According to published benchmarks, Step 3.5 Flash outperforms DeepSeek V3.2 on most metrics (81.0 vs. 77.3 average score) while being approximately 6x cheaper to run at inference time. DeepSeek has a larger community and better third-party support. Both are open-source MoE models from Chinese AI labs.
Is Step 3.5 Flash good for coding?
According to benchmarks, it scores 74.4% on SWE-bench Verified and 51.0% on Terminal-Bench 2.0. Community developers report positive experiences using it for agentic coding with CLI tools.

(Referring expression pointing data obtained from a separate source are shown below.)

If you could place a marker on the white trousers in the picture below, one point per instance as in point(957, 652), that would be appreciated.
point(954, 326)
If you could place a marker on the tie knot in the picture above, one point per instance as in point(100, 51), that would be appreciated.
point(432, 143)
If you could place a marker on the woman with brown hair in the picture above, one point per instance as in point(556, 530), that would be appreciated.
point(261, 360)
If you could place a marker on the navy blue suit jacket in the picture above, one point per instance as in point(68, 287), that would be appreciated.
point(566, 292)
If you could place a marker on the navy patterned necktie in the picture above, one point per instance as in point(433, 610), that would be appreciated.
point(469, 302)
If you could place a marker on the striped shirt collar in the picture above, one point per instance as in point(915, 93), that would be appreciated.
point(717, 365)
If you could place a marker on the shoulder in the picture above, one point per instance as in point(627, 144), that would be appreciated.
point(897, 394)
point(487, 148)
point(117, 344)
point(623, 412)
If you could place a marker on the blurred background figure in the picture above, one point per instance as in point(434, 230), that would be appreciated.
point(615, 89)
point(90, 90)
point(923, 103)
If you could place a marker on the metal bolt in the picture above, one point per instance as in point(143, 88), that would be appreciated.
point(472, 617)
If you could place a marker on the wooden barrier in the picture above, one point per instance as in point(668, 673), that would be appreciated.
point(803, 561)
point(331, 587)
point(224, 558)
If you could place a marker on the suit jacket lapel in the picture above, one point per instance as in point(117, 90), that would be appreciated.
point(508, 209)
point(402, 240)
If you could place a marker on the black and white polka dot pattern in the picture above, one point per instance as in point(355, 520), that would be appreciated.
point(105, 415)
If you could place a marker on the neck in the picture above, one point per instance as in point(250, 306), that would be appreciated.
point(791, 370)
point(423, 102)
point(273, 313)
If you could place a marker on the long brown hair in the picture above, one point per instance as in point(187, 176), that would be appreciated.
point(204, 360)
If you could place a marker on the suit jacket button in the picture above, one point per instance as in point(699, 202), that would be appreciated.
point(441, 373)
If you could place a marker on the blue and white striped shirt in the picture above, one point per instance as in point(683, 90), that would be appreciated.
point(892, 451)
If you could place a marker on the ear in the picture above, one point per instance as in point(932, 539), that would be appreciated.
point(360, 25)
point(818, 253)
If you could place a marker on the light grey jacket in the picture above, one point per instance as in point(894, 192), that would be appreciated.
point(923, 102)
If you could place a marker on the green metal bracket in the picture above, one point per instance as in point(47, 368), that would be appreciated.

However, some users note it produces verbose reasoning chains and sometimes more minimal code output compared to alternatives.
What hardware do I need for local deployment?
For full precision (bf16), you need 8x NVIDIA GPUs with tensor parallelism. For quantized versions (4-bit), a Mac Studio with M4 Max or M1 Ultra and at least 128GB unified memory works. NVIDIA DGX Spark is another option. Consumer GPUs with less memory won’t run the model effectively.
Does Step 3.5 Flash support tool use and function calling?
Yes, it’s specifically designed for agentic tasks with tool use. According to StepFun’s documentation, it supports complex multi-tool orchestration, code execution within reasoning chains, and integration with frameworks like Claude Code. It scored 88.2 on τ²-Bench, an agent-focused benchmark.
What are the known issues with Step 3.5 Flash?
The main reported issues include: occasional infinite reasoning loops (a known bug that StepFun is working on), hallucination on factual queries, very long reasoning chain outputs that can increase response time, and the model sometimes producing simpler code output than expected given its benchmark scores.
Who is StepFun and can I trust them?
StepFun (阶跃AI) is a Chinese AI company that has been developing language models for several years. They also created ACEStep, a respected open-source music generation model. Because the model weights are open-source and available on Hugging Face, you don’t need to trust the company — you can inspect, run, and verify the model yourself.